Polymorphism has been around for years, but it has been neglected for too long, said Adam Smith, who runs the open-source Java Open Source Project, in an interview with Politico.
And this year, Java has been a target of the open source community’s ire because of Java’s new, and potentially damaging, security flaw.
“Polymorphism comes from the same idea that if you have two classes, they have the same signature, and if you want to change the signature, you can do it with a change in class,” Smith said.
“This means that the new class can be used by anyone to create a different class with the same or a different signature.”
Polymorphisms, Smith explained, are not inherently bad; they allow you to change your signature without breaking any existing code.
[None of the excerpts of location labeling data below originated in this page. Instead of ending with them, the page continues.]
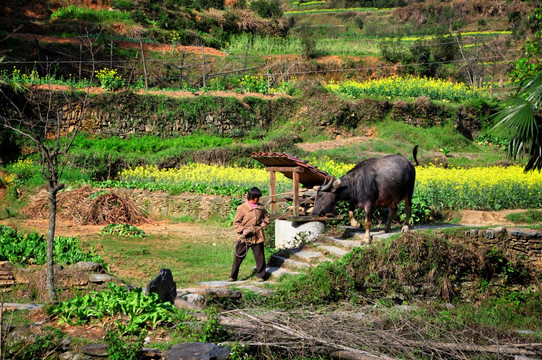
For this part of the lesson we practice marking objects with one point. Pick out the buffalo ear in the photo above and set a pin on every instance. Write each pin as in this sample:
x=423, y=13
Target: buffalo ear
x=335, y=185
x=326, y=185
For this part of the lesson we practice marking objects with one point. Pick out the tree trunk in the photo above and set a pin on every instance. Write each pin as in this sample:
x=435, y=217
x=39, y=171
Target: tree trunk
x=53, y=191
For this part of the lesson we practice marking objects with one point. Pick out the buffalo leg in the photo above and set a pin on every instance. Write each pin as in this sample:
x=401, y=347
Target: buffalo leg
x=353, y=222
x=391, y=216
x=408, y=210
x=368, y=219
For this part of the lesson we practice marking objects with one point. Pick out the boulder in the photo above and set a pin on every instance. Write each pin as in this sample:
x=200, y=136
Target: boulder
x=164, y=286
x=198, y=351
x=88, y=266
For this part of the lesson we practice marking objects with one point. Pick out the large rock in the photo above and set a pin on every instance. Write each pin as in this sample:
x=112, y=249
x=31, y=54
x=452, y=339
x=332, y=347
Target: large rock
x=88, y=266
x=197, y=351
x=164, y=286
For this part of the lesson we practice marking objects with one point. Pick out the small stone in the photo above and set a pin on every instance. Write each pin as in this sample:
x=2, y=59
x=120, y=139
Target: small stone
x=95, y=350
x=100, y=278
x=164, y=286
x=197, y=351
x=196, y=299
x=88, y=266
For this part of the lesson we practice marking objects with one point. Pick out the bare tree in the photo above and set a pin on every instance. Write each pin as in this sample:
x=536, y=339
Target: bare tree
x=40, y=116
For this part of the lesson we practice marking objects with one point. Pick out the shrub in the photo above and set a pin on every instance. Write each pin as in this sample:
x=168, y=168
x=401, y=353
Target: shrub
x=124, y=5
x=109, y=79
x=266, y=8
x=31, y=248
x=308, y=42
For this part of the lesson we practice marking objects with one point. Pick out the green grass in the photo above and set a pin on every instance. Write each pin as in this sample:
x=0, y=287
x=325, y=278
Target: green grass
x=530, y=216
x=82, y=13
x=193, y=253
x=398, y=137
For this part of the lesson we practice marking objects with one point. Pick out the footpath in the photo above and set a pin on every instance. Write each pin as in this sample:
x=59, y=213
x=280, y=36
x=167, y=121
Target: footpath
x=294, y=261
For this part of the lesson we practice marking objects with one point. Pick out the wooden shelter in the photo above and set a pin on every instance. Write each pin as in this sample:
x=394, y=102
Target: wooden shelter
x=300, y=171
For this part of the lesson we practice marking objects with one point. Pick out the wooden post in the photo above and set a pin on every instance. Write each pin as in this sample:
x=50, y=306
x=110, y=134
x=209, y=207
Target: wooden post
x=268, y=76
x=181, y=69
x=295, y=178
x=80, y=58
x=273, y=191
x=144, y=64
x=203, y=62
x=111, y=53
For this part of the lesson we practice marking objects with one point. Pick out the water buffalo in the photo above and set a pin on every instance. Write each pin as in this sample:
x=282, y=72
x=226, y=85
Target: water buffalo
x=382, y=182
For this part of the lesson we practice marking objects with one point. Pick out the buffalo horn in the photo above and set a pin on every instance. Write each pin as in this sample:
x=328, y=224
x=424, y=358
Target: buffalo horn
x=335, y=184
x=325, y=186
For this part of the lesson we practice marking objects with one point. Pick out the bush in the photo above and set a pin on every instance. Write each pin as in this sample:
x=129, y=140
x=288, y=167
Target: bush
x=267, y=8
x=124, y=5
x=308, y=42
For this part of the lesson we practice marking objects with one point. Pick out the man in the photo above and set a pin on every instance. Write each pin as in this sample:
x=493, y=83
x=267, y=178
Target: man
x=250, y=220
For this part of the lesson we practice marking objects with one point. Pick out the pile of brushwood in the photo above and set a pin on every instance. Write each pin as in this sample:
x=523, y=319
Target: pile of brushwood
x=87, y=206
x=420, y=295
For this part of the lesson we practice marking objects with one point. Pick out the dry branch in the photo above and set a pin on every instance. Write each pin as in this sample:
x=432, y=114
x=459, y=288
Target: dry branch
x=345, y=336
x=86, y=206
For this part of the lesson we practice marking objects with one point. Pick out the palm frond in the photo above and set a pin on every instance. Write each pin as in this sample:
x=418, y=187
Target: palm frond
x=533, y=90
x=518, y=118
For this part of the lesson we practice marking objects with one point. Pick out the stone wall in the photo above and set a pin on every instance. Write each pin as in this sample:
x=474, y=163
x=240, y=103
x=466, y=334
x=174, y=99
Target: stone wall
x=519, y=241
x=161, y=204
x=126, y=113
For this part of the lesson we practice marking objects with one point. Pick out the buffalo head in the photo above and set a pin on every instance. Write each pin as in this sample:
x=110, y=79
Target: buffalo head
x=326, y=198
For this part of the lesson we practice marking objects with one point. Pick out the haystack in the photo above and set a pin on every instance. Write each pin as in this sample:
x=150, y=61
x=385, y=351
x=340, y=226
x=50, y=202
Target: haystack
x=87, y=206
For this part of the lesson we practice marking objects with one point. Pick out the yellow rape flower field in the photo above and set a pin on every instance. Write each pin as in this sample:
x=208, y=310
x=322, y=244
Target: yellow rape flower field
x=484, y=188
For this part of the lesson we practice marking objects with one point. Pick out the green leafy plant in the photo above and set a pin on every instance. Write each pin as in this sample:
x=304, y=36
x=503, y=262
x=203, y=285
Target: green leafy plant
x=31, y=248
x=257, y=84
x=122, y=230
x=127, y=347
x=140, y=311
x=109, y=79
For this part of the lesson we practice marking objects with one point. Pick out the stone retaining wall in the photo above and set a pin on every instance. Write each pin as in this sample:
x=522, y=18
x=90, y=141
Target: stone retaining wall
x=525, y=242
x=161, y=204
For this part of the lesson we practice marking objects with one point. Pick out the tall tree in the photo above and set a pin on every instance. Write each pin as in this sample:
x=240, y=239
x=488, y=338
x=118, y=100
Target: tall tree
x=522, y=118
x=40, y=115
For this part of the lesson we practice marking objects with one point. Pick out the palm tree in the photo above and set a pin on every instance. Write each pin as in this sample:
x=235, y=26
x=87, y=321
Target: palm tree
x=522, y=118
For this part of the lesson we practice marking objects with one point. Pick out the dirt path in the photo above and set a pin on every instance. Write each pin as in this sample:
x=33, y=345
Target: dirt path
x=486, y=218
x=174, y=94
x=124, y=44
x=164, y=227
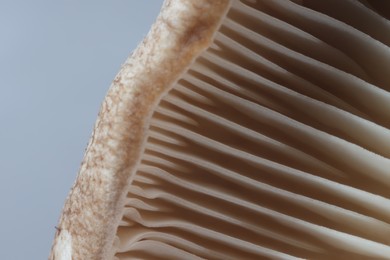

The new Java security flaw is so bad that the Java team has made it so you can’t even change the type of the java.lang.
Class to get rid of polymorphism, according to a post on Java Community.
Java users who are concerned about Java security should be “looking at alternatives to Java,” Smith added.
That said, the lack of attention paid to polymorphism could be a blessing.
It’s possible to write programs that use polymorphism without breaking anything, and there are plenty of other languages that do this as well.
“If the only choice you have is whether to be a security freak or not, you’ll probably be happy to stick with the security freak,” Smith explained.
In addition to the Java security issue, Smith also noted that there’s been a number of other bugs that have been discovered in the Java platform that have made it hard to use the platform in enterprise settings.
“In Java, we’re trying to make the platform more user-friendly and easier to use, and we’ve been trying to do that for some time now,” Smith continued.
“That’s not a bad thing.
But if you don’t have a good reason to use Java, it’s hard to get people to use it, because you’re still going to get security bugs.”